Three weeks ago, I looked at my calendar as I decided how I was going to get out the vote, I knew what I wanted to do, which was to go to one busy corner and remind pedestrians to vote.  The weekend before Tuesday the 14th was critical since it was last Saturday before the vote.  When I saw that it was the 20th anniversary of 9/11, I thought it was a perfect way to honor the day.    I arrived at 10 am on Saturday with eight signs.   I took the hot corner, the northeast corner of Fairfax and Third.  I didn’t want the volunteers to have to slog it out in the hottest corner.  It was stark like an Edward Hopper painting.   Good friends and fellow activists spread out on the other corners.   Each one-hour shift brought fresh volunteers.   Word had spread through different circles, so I met new people who had signed up. I also had mom friends from Jack’s schools.   One friend from Jack’s middle school was the first person there at 10am, I felt confident having her there.  Another mom friend came later in the day, I met her in the fall of 2007 when her daughter joined Jack for the first day of kinder.   My heart swelled when she crossed the street and said, “Give me my sign.”   

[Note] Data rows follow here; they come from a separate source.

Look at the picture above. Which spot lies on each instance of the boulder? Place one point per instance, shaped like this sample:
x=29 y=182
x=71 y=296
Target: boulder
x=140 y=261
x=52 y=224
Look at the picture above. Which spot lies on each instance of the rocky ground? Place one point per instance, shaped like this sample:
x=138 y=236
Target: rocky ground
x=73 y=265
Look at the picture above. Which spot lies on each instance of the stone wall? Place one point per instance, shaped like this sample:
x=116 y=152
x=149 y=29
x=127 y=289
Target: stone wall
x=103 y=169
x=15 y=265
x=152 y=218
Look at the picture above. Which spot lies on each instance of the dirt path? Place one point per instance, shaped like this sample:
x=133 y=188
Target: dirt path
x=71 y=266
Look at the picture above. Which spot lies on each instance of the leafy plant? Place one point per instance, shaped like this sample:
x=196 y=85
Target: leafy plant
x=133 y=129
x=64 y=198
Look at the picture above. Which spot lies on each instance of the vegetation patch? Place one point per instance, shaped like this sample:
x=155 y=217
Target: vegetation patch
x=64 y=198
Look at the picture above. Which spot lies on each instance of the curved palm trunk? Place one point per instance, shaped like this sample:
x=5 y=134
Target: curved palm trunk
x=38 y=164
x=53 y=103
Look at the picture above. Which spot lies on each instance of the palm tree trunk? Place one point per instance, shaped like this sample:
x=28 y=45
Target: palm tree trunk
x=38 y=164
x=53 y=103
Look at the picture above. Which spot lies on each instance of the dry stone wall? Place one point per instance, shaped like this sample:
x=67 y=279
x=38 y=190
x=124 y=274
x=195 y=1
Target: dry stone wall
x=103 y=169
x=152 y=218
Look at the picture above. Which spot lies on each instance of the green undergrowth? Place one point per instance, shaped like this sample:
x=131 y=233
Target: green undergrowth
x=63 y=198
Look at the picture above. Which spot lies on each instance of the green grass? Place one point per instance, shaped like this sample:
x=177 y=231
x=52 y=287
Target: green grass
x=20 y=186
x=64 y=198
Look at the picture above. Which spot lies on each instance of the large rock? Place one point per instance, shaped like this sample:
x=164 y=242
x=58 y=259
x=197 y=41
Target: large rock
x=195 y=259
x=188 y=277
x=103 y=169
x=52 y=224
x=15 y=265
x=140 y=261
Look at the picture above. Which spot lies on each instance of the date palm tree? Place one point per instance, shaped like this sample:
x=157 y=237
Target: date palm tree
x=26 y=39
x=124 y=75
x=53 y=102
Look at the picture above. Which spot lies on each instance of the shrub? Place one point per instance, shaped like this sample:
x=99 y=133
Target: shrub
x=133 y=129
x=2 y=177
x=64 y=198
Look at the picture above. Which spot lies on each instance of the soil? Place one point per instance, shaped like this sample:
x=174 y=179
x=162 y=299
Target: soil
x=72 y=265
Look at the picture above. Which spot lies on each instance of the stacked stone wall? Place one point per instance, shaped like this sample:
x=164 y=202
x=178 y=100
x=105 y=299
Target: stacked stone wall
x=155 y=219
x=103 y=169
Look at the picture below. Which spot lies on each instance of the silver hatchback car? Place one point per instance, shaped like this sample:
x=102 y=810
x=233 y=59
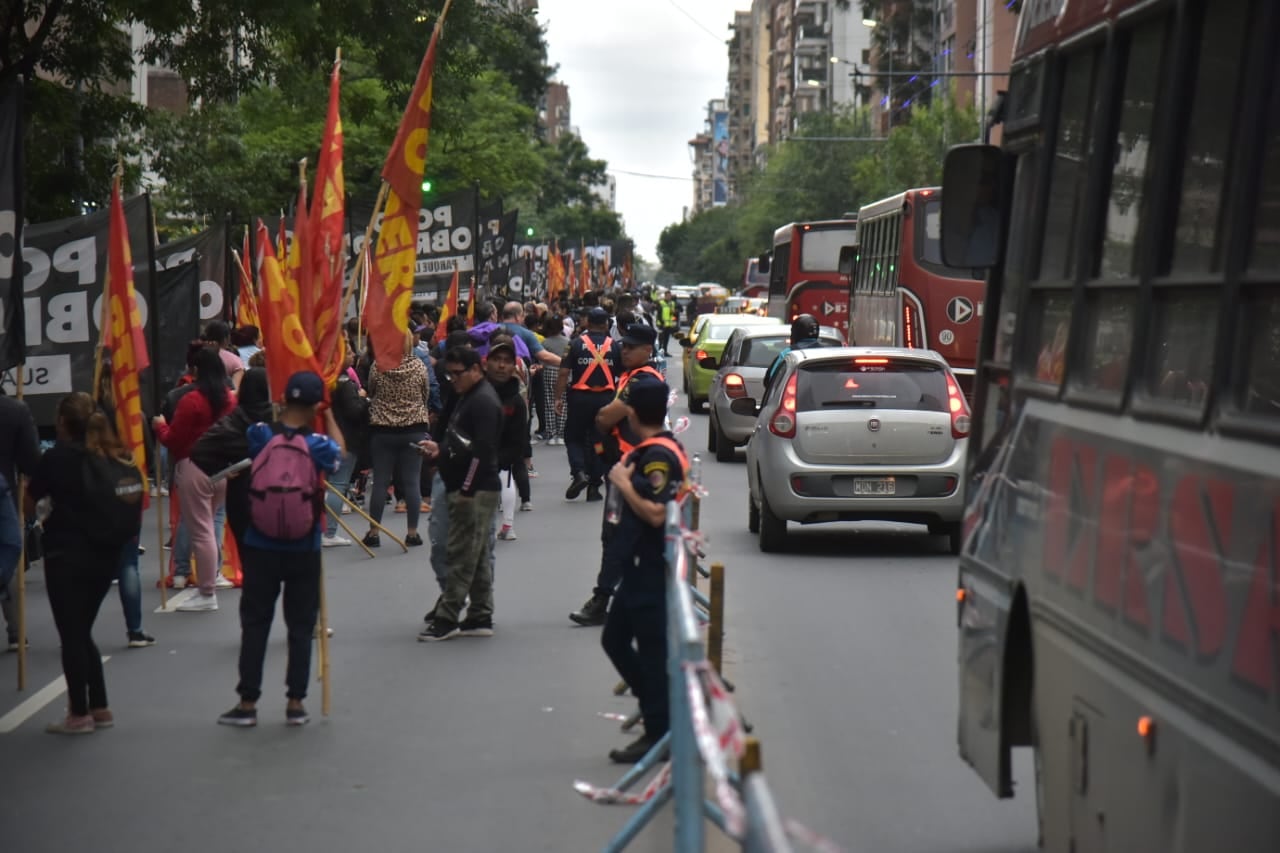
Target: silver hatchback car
x=858 y=434
x=740 y=373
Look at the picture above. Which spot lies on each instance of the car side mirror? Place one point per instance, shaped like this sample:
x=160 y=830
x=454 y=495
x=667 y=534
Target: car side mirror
x=972 y=218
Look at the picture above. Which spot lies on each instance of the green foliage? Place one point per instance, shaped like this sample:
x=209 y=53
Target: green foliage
x=814 y=177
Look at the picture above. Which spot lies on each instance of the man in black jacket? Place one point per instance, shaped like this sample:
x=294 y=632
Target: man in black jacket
x=469 y=466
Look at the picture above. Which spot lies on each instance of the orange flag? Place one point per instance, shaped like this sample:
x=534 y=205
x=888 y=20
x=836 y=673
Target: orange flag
x=288 y=349
x=448 y=309
x=123 y=336
x=328 y=210
x=246 y=306
x=391 y=286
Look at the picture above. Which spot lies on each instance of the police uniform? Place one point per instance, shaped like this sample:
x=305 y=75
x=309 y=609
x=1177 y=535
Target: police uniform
x=594 y=364
x=635 y=629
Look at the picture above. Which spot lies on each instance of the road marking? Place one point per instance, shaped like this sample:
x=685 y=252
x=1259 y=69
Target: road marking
x=178 y=598
x=35 y=702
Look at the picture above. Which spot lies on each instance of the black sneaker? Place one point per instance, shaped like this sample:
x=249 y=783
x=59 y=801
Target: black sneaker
x=475 y=628
x=576 y=486
x=438 y=632
x=593 y=612
x=238 y=716
x=141 y=639
x=634 y=751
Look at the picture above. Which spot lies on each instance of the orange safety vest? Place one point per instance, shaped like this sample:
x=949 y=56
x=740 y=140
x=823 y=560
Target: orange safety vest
x=598 y=360
x=673 y=446
x=624 y=445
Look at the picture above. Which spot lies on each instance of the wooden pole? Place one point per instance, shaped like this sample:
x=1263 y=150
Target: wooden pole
x=22 y=564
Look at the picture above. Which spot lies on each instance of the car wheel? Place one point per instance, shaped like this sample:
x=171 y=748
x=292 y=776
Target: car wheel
x=723 y=447
x=773 y=530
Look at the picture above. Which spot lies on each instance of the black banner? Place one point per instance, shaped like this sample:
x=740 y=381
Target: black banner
x=12 y=320
x=64 y=272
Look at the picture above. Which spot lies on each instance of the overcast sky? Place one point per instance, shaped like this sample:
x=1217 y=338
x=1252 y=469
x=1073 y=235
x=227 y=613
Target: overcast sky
x=639 y=76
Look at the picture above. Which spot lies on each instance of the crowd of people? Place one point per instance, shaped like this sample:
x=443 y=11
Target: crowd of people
x=447 y=433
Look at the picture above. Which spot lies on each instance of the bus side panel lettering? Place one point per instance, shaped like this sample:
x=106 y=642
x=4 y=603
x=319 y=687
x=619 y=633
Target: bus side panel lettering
x=1257 y=651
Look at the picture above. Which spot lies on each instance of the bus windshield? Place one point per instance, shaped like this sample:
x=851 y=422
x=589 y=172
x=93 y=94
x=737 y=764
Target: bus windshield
x=819 y=249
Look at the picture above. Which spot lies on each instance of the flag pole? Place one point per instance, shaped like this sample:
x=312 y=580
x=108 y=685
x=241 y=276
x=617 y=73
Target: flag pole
x=22 y=565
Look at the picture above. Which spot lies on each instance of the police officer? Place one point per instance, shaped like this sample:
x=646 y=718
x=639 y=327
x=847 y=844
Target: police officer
x=592 y=381
x=620 y=438
x=635 y=630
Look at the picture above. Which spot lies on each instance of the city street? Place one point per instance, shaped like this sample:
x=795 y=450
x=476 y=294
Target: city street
x=842 y=651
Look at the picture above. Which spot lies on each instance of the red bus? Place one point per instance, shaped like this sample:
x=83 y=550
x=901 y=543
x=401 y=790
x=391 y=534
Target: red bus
x=1118 y=602
x=804 y=272
x=903 y=293
x=755 y=283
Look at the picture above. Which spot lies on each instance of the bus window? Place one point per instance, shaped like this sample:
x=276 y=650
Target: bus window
x=1109 y=338
x=1054 y=311
x=1070 y=162
x=1208 y=135
x=1019 y=242
x=1261 y=392
x=1180 y=359
x=1132 y=153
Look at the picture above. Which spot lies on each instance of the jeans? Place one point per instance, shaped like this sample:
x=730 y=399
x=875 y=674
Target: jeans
x=339 y=480
x=393 y=455
x=635 y=639
x=469 y=551
x=265 y=571
x=202 y=501
x=438 y=530
x=131 y=587
x=77 y=583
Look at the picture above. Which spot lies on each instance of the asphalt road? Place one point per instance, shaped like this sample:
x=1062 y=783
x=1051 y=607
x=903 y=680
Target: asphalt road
x=844 y=653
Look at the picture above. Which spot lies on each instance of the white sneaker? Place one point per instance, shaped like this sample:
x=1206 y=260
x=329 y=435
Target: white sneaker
x=199 y=603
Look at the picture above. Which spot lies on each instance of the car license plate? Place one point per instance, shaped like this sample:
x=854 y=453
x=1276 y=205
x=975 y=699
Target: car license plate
x=874 y=486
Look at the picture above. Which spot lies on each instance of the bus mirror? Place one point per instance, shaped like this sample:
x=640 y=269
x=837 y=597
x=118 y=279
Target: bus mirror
x=970 y=206
x=845 y=265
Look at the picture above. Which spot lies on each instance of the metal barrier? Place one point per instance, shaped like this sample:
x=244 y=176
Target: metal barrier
x=707 y=729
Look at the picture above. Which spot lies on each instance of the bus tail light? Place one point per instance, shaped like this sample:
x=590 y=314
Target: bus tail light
x=959 y=410
x=784 y=422
x=735 y=387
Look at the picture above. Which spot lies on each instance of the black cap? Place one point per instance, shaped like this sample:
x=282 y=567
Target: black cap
x=304 y=388
x=639 y=334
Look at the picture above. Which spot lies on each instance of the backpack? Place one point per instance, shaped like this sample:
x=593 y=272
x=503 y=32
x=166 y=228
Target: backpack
x=284 y=489
x=113 y=492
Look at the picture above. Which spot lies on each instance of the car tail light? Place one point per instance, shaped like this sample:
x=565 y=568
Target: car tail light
x=959 y=410
x=784 y=422
x=734 y=386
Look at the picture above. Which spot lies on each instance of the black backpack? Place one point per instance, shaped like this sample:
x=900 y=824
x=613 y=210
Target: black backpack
x=113 y=493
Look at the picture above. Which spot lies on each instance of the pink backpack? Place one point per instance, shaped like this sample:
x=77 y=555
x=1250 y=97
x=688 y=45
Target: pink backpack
x=284 y=488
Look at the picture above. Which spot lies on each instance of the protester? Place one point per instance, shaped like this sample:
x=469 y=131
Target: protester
x=19 y=454
x=469 y=465
x=96 y=497
x=282 y=544
x=612 y=422
x=201 y=502
x=635 y=632
x=397 y=420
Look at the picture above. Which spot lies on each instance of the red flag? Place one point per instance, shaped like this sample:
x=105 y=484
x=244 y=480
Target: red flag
x=391 y=286
x=328 y=210
x=288 y=350
x=123 y=336
x=448 y=309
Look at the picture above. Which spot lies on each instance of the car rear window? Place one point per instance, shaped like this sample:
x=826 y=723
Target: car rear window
x=872 y=383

For seven hours we reminded people to get out their ballots and vote NO on the recall.   On this twentieth anniversary of 9/11, my friends and I were willing to get in the streets and mix it up and have conversations about why we were voting NO.   Most of the feedback we got from others was in agreement.  People would say, “I already voted NO.” I would follow with, “Great.  Get your friends to do it, too” Of course we had people yell at us, ‘Vote YES’.   I ignored them or would say, “You do Yes, I’m over here doing No”.   Some Yeses were rude, and a few people flipped me off.  Of which I would shrug my shoulders and give them my best, disgusted mom look that said, “Come on, you know better”.   Curiously, the rude Yes’s almost always activated someone to say, “Don’t pay them attention, I am a No.” A couple people even brought us bottled ice water and orange juice and said, “Thank you for being here”.   Those were thoughtful gifts and took the edge off the heat and the angry Yes people. 

While waiting for the light to change one woman who looked a little older than me said, “I have my ballot at home.  You are a good reminder for me.”    I saw a faraway look in the women’s blue eyes.  I was aware of my sunburn, it felt like a bad one.  My arm was tired from waving a sign for hours.  I was grateful this vote would be over soon.  I thought how much money it was costing Californians.  It made me angry like my sunburn.  If people didn’t like the Governor, they could vote him out in 14 months.  This recall was so stupid.  I said to the woman, “One plane took a vote twenty years ago, I thought it would be good to honor them by reminding people to vote today.”   The woman shook, her eyes now looked alive, “You just gave me chills.  I’m from Pennsylvania, I’ll go take care of it right now.  Thank you.”     We were far from 2001 and thousands of miles from the scenes of the terror that happened so long ago but in one second it all came back to her and to me. 

I stood there and watched her walk south on Fairfax.  From where we stood I bet it was a day’s horseback ride to Rancho Sausal Redondo which did not receive three planes in 2001 and five hundred miles north a plane did not reach Rancho Bari Bari.   I pondered how four planes didn’t make it to the land of the ranchos.  I turned back to the pedestrians, raised my sign high, a horn honked and someone gave me a thumbs up.  That is how I spent September 11, 2021. 

GOTV in honor of 9/11/21 photo courtesy Mark Edwards.

1 Comment

  1. I love this blog, and I especially loved this line: “You do Yes, I’m over here doing No.” We can agree to disagree and do so with a touch of attitude but also the space for discord. As you show, even more important to democracy than harmonious accord is the freedom to be in respectful opposition. Loved this piece.